For each secondary metric, consider the uplift and Probability to Be Best scores to evaluate the performance of each variation.
Audience Breakdown Analysis
Another effective method for deeper analysis involves segmenting results by audience. This can answer questions like:
- How did traffic from different sources respond to the test?
- Which variation won for mobile users versus desktop users?
- Which variation was most effective for new users?
Choose audiences that are relevant to your business and likely to exhibit different behaviors and intent signals.

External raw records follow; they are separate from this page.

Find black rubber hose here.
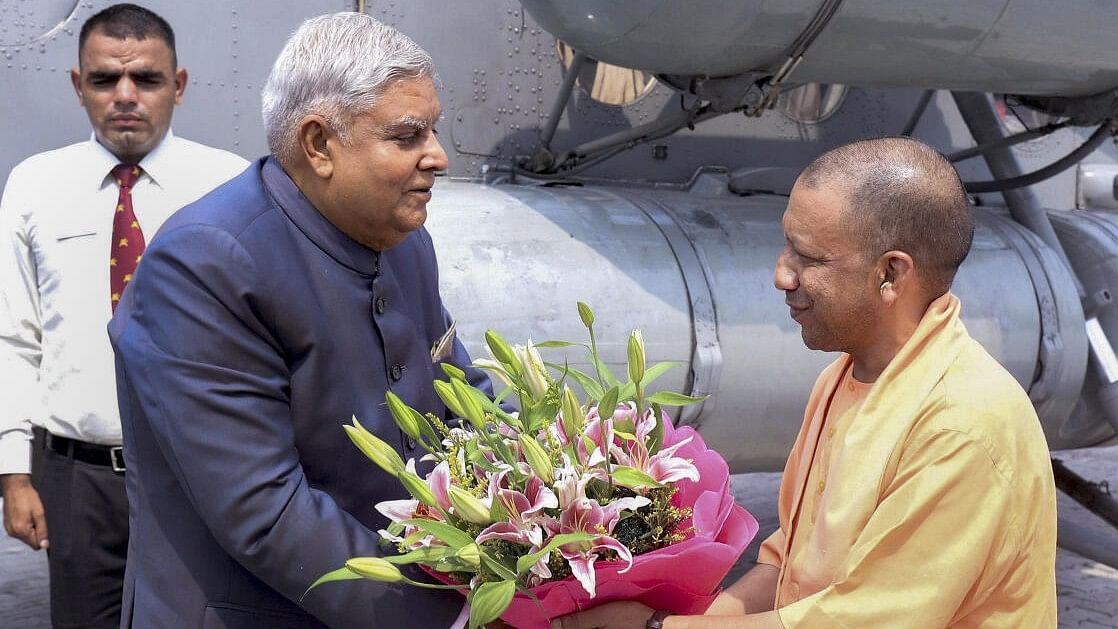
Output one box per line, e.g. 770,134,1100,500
963,121,1114,194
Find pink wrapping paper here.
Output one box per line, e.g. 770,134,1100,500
430,425,758,629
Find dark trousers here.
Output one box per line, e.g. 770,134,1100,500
31,430,129,629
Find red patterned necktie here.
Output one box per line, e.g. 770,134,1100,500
108,164,144,312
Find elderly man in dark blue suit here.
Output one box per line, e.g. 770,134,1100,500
110,13,487,629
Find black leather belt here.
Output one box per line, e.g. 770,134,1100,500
46,432,124,471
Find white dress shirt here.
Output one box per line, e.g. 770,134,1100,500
0,131,248,474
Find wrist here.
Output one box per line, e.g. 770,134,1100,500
644,609,671,629
0,474,31,494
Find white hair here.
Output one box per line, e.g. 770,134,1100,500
260,12,435,165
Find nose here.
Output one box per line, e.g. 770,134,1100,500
773,247,799,292
419,133,451,170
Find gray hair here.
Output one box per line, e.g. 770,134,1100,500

Again, for each audience, review the uplift and Probability to Be Best scores to evaluate each variation's performance.
Understanding the Winners in Losing A/B Tests
Conversion Rate Optimization (CRO) and A/B testing have long been relied on for significant uplifts in conversion and revenue, identifying the best variations for site visitors. However, as personalization becomes more fundamental to customer experience, experiments that disregard the unique conditions of individual audiences may yield inconclusive results, and statistical significance becomes more challenging to achieve.
In today's world of personalization, where one-to-one interactions surpass a one-to-many approach, "average users" can't represent "all visitors." This implies that traditional ways of uncovering and delivering the best experiences, even with best practices around sample size creation, hypothesis development, and KPI optimization, may fall short.
Rather than merely accepting test results and deploying variations expected to optimize overall user experience, marketers need to understand that such an approach could compromise the experience for another portion of visitors. A segment of visitors will always find the winning variation suboptimal. Only by acknowledging this flaw can we realize that losing A/B tests may end up as winners, and that overlooked opportunities may bear the most fruit in a personalized way of thinking.
The provided examples underline the importance of analyzing the impact of test actions on different audience groups when running experiments. Thorough analysis of results for different segments can unveil deeper optimization opportunities, even for tests that fail to produce uplifts for the "average user" (who, in reality, doesn't exist).
While a quick analysis will suffice for some of these scenarios, the complexity of analysis grows with the increase in the number of tests, variations, and segments, making it a data-heavy task. With busy testing schedules and ever-shifting priorities, finding the time for thorough analysis can be a challenge.
Given these complexities, it's clear that simply accepting results at face value and unnecessarily discarding treatments can no longer be the norm.